Depuis le début du conflit entre les États-Unis et l’Iran, le détroit d’Ormuz, bande de mer située entre l’Iran, Oman et les Émirats arabes unis, se trouve bloqué. Une situation qui pourrait bouleverser les équilibres du marché mondial de l’énergie, tant les quantités de pétrole et de gaz qui y transitent à destination du monde entier sont importantes. Environ 20% du pétrole et du gaz naturel liquéfié sur le marché mondial passent par ce détroit selon France Inter, mais depuis le début du conflit, ce sont 90% des pétroliers et des méthaniers qui y restent bloqués.
Pour l’heure, c’est avant tout le marché du gaz qui est touché par ce blocage : le Qatar a complètement arrêté sa production, et l’offre mondiale se trouve alors brutalement réduite. Concrètement, l’impact du blocage du détroit dépendra donc de la durée du conflit, d’après le gouverneur de la Banque de France.
Moscou pourrait profiter du bouleversement du marché
Ce blocage du trafic maritime pourrait aussi bénéficier en premier lieu à Moscou. Ces derniers mois, la Russie vendait à moindre prix ses hydrocarbures en raison des sanctions européennes dans le cadre de la guerre en Ukraine. Mais depuis le début du conflit avec l’Iran, les prix russes grimpent de nouveau, signe d’un intérêt renouvelé. Dans un premier temps, l’Inde s’est tournée vers la Russie pour son énergie. Et si le blocage se prolonge, la Chine prendra la même décision.

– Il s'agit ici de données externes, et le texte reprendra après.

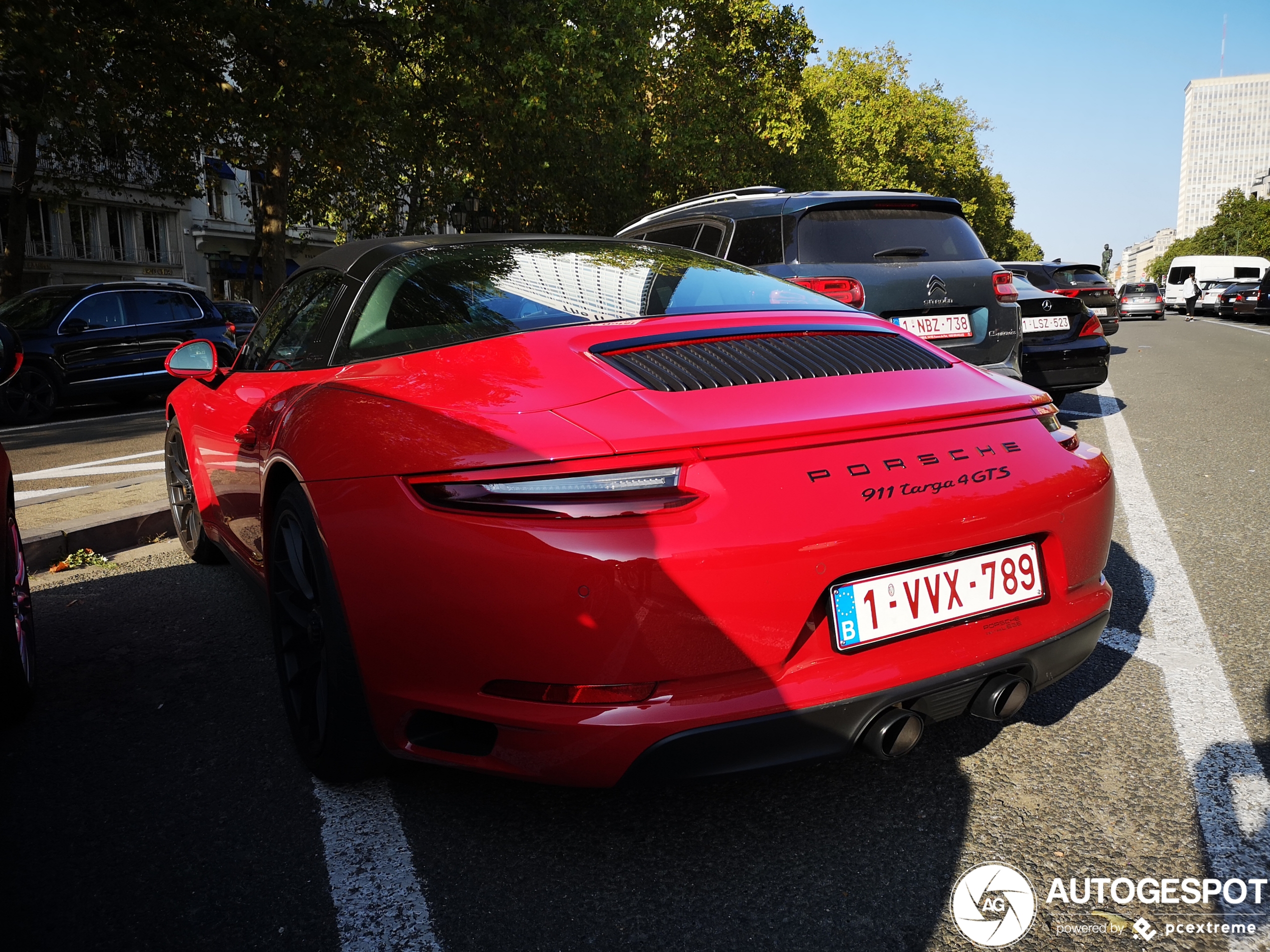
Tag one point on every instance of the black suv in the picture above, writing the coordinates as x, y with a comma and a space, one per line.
102, 340
906, 257
1080, 281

Du côté des États-Unis aussi, le blocage pourrait également se révéler profitable, notamment pour le commerce de gaz naturel liquéfié. Le Qatar ayant arrêté sa production, l’Europe doit se tourner davantage vers le gaz américain. Mais, les exportations de gaz de schiste américaines ayant déjà atteint leur capacité maximale avec le conflit en Ukraine, il sera difficile pour les Américains de répondre à la demande européenne supplémentaire. À ce stade, la durée du blocage reste donc déterminante, puisqu’un blocage prolongé pourrait relancer une forte compétition entre l’Europe et l’Asie pour accéder aux cargaisons. La conséquence sera donc une nouvelle flambée des prix de l’énergie.